10 September 2005

I'm the neuroscientist, this evil genius

The title of this post comes from a remark by V.S. Ramachandran during his 2003 Reith Lectures for the BBC. Professor Ramachandran is Director of the Center for Brain and Cognition at the University of California in San Diego. After each of the five lectures the audience was invited to ask questions. Until recently, there were transcripts of all the Q&A sessions on the BBC site, but now they can only be found at the Internet Archive (archive.org). The following question was put to him at the end of the last lecture:
Question: If and when we fully understand the human brain, what happens to the traditional disciplines like philosophy, psychology, theology, aesthetics that thought that they studied what it was like to be human. Do they just shut up shop and go home?

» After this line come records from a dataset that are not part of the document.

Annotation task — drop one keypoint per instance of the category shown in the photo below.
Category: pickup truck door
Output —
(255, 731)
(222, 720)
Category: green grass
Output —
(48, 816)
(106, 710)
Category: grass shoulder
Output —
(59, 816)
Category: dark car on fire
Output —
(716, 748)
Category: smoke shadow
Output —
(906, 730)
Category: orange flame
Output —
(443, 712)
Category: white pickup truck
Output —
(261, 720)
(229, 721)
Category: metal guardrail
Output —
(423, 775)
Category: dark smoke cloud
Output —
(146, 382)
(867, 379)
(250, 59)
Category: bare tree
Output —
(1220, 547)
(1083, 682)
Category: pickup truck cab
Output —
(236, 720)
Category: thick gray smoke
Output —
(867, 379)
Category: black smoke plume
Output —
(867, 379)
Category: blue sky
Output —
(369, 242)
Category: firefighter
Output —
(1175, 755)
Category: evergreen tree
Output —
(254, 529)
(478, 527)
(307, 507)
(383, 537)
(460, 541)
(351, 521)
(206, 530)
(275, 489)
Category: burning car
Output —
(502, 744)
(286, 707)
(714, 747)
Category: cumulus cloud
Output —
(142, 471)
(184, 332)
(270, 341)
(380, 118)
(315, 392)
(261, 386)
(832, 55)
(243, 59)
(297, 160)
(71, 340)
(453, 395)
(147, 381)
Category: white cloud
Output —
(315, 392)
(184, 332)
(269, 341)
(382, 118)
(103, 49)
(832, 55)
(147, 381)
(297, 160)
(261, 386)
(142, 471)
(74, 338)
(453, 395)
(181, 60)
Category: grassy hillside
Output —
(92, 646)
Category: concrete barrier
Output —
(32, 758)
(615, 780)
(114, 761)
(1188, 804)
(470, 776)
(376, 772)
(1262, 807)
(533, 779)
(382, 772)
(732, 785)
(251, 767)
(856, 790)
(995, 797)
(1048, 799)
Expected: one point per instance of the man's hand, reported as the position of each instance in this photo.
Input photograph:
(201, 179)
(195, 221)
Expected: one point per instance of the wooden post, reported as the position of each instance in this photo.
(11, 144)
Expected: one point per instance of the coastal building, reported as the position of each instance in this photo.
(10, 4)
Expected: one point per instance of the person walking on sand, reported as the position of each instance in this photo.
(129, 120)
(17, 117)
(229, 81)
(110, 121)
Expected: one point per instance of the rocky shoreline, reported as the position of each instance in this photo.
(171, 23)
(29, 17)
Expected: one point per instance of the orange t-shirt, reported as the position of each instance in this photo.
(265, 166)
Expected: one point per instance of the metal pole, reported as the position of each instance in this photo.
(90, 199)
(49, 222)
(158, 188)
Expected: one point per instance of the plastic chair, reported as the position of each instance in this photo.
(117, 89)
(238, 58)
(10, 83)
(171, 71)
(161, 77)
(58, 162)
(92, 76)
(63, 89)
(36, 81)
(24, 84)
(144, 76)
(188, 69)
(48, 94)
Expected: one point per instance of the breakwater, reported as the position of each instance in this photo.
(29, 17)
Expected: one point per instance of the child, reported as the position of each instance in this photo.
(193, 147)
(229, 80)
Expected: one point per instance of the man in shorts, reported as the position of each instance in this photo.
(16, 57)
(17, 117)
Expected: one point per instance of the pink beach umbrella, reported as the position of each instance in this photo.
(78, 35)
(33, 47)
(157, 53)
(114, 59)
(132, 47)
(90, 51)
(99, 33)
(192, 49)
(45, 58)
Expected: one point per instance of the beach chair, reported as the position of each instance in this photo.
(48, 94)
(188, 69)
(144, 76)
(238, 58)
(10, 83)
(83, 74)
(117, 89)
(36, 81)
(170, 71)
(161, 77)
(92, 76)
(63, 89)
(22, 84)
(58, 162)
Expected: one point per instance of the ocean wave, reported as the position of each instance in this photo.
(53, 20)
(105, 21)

Ramachandran: Yes. But let me qualify. When you take something like love - somebody says, Oh when you fall in love, these are all the parts of the brain active: the septum is involved in orgasms, these are the peptides released, hypothalamic nuclei, then maybe there is some prolactin for affiliation - and all of this is activated. So you're in love with this young lady and I come along, and I'm the neuroscientist, this evil genius, and I do a brain PET scan or whatever, and I show these are all the parts active. This young lady friend of yours looks at it and says, My God, that's all? It's all this bunch of chemicals? What you should say is, My Dear, this proves it's all real. I really am in love with you. I'm not faking it. Here's hard evidence. So the notion that once you explain it in terms of what's going on in the neurons is somehow going to eliminate love or eliminate philosophy or eliminate psychology, that's not true, obviously.
Like he says, that's not true, obviously. During the introductory lecture he said something which showed how easy it is for reductionist explanations to reach a dead end:
"Even though its common knowledge these days, it never ceases to amaze me that all the richness of our mental life - all our feelings, our emotions, our thoughts, our ambitions, our love life, our religious sentiments and even what each of us regards us his own intimate private self - is simply the activity of these little specks of jelly in your head, in your brain. There is nothing else."
Sensory deprivation experiments show what happens when those specks of jelly are deprived of input from the outside world. Mental activity is the outcome of experiences or sensations from the world outside. To be creative, to make plans for the future, or even to hallucinate, a person needs to have past experiences to draw on. In other words, feelings, emotions, thoughts, ambitions and religious sentiments cannot exist simply because specs of jelly exist. Still, half an explanation is better than none.

1 Comments:

On Monday, 28 November, 2005, Anonymous Anonymous said...

Of course, when you get right down to the nitty-gritty, around 98% of the human body is made up of just 10 elements, more than two thirds being water. Hydrogen, Oxygen and Carbon make up 93% of the body, and Nitrogen, Calcium, Phosphorus, Potassium, Sulfur, Sodium and Magnesium bring it up to 97.8%.

So I can rephrase Ramachandran's statement as...

"All our feelings, our emotions, our thoughts, our ambitions, our love life, our religious sentiments and even what each of us regards us his own intimate private self - is simply the activity of these basic chemical elements!"